Robert Browning wrote that “God is seen God in the star, in the stone, in the flesh, in the soul and in the clod.” Not everyone sees God there, and many do not see Him anywhere, because they believe He does not exist and therefore cannot be seen. But we do believe, and so we see Him, in the cobalt blue of the winter sky or the sand of the beach or the lofty pines reaching almost certainly not to heaven but certainly to the sky, or in the busy squirrels, or in the ants, marching in single file to and from their minuscule earthen palaces, clearly knowing what they are doing but causing us to wonder how such tiny creatures can know anything.
Thomas Chalmers was one of the greatest preachers Scotland ever produced. He wrote, “It is truly a most Christian exercise to extract a sentiment of piety from the works and appearance of nature. Our Saviour expatiates on a flower, and draws from it the delightful argument of confidence in God. He gives us to see that taste may be combined with piety, and that the same heart may be occupied with all that is serious in the contemplations of religion, and be, at the same time, alive to the charms and loveliness of nature.”

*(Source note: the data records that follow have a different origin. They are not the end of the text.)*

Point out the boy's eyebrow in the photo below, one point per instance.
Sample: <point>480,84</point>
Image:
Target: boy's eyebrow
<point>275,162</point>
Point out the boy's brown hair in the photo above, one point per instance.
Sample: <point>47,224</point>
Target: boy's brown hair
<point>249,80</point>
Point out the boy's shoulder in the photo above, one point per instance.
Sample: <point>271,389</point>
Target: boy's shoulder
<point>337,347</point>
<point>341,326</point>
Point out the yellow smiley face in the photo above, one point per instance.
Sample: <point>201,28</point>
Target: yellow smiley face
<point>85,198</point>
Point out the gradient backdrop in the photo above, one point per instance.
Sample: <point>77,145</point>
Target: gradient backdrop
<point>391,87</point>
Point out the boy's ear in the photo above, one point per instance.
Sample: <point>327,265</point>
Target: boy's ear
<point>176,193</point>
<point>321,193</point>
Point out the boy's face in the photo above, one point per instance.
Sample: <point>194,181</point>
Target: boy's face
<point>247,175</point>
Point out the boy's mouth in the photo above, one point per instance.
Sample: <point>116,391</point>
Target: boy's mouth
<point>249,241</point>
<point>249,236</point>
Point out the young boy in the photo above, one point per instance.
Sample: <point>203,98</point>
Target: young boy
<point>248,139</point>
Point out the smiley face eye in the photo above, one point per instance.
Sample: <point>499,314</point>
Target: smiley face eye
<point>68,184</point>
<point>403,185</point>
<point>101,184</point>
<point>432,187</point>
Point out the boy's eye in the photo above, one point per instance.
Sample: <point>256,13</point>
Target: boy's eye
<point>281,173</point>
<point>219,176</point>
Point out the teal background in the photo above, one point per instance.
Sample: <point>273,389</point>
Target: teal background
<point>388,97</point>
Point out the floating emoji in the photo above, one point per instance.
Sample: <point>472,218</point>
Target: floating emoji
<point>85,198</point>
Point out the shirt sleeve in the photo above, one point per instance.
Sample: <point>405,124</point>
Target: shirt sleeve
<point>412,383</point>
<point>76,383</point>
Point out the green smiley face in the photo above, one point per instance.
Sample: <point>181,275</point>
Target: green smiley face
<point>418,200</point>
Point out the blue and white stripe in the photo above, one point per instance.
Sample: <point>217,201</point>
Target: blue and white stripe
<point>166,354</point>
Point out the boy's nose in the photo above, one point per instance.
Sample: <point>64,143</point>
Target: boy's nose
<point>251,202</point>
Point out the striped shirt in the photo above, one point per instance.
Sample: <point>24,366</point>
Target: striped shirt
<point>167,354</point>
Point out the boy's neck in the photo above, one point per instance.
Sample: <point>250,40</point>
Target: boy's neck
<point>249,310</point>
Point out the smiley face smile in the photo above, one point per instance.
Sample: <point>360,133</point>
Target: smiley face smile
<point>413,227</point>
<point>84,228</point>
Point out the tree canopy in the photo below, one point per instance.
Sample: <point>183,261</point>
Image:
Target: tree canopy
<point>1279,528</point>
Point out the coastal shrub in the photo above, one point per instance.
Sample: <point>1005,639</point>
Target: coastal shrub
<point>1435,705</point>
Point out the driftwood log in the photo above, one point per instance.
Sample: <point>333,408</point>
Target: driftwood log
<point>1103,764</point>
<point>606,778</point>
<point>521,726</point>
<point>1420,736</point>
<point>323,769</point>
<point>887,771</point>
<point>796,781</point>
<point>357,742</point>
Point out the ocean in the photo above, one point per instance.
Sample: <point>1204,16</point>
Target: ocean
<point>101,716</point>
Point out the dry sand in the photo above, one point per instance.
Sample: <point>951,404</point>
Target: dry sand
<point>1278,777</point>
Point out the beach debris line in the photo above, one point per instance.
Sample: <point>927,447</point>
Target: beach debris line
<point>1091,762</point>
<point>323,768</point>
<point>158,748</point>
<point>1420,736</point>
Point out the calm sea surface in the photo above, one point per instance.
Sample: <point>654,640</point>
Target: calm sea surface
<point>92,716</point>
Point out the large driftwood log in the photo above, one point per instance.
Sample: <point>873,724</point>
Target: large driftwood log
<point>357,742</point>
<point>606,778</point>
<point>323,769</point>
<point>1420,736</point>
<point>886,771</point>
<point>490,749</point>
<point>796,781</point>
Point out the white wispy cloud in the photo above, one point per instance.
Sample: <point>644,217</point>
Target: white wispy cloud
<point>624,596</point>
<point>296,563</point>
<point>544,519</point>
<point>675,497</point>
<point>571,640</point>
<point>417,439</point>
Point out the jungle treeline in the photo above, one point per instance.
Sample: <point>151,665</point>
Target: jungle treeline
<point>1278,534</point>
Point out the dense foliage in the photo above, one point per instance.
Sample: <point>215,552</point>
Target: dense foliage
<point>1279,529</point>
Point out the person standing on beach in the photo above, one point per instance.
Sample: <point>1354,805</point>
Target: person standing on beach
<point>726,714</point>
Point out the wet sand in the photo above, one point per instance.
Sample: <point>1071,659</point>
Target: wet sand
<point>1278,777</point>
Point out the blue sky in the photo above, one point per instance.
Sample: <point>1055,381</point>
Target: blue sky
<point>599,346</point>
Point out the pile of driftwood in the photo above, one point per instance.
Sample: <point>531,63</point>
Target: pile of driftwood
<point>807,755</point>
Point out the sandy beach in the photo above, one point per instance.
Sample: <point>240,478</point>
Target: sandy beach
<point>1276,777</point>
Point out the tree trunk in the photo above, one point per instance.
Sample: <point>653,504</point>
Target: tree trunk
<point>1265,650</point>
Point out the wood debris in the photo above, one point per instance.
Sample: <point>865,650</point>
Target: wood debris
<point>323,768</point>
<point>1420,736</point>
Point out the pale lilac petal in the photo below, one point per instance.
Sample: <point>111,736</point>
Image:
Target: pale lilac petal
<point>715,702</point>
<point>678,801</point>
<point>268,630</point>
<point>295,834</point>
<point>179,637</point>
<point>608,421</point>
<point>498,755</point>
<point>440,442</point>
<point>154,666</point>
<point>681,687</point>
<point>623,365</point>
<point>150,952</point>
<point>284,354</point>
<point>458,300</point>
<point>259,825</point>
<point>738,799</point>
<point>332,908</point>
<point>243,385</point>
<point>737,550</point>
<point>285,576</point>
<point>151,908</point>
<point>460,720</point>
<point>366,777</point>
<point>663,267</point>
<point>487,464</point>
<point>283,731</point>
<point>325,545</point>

Fyodor Dostoevski wrote The Brothers Karamazov, which Miss Holstein, our high school senior English teacher, told us is the greatest novel ever written. In it the wise old Russian Orthodox priest, Father Zosima, declares to Alyosha, the most spiritual of the four brothers Karamazov, “Love all God’s creation, the whole and every grain of sand in it. Love every leaf, every ray of God’s light. Love the animals, love the plants, love everything. If you love everything, you will perceive the divine mystery in things. Once you perceive it, you will begin to comprehend it better every day. And you will come at last to love the whole world with an all-embracing love.”
“This is my Father’s world,” the well-known hymn declares. It is a spiritual world, but it is also a natural world. We tend to have a warm and fuzzy view of nature so long as we think it behaves itself. But nature is not an ever-smoothly-running flawless operation. Sometimes it is, as Tennyson observed, “red in tooth and claw.” The hyena kills the rabbit, the leopard kills the hyena, the lion kills the leopard, and the lion, if he had enough members in his pride, kills the cape buffalo. Nothing else kills the cape buffalo, except perhaps a 60 caliber soft-nosed cartridge. And villagers in Nepal are killed by earthquakes, islanders in the Caribbean or the Philippines by hurricanes or typhoons, and fishermen all over the world by perfect storms which descend upon their fragile boats with ferocious fury.
If we live in a physical world, which we do, we are subject to all kinds of physical laws, as well as physical anomalies. Not even God can contravene the laws of nature. Were He to do so, the entire universe would collapse into itself in a black hole so dense nothing could survive within it. Were that to happen, it would be the reverse of the Big Bang.
Having created His universe, and that miniature speck in it known by us earthlings as Planet Earth, God is not about to destroy it or any of us. We shall all naturally die, as the natural universe may also die sometime in the incomprehensibly distant future. But for now, God, nature, human beings and all other creatures and beings in the world and beyond, shall co-exist. God has done His part to create an harmonious universe. It is now up to human beings to continue to augment the music of the spheres.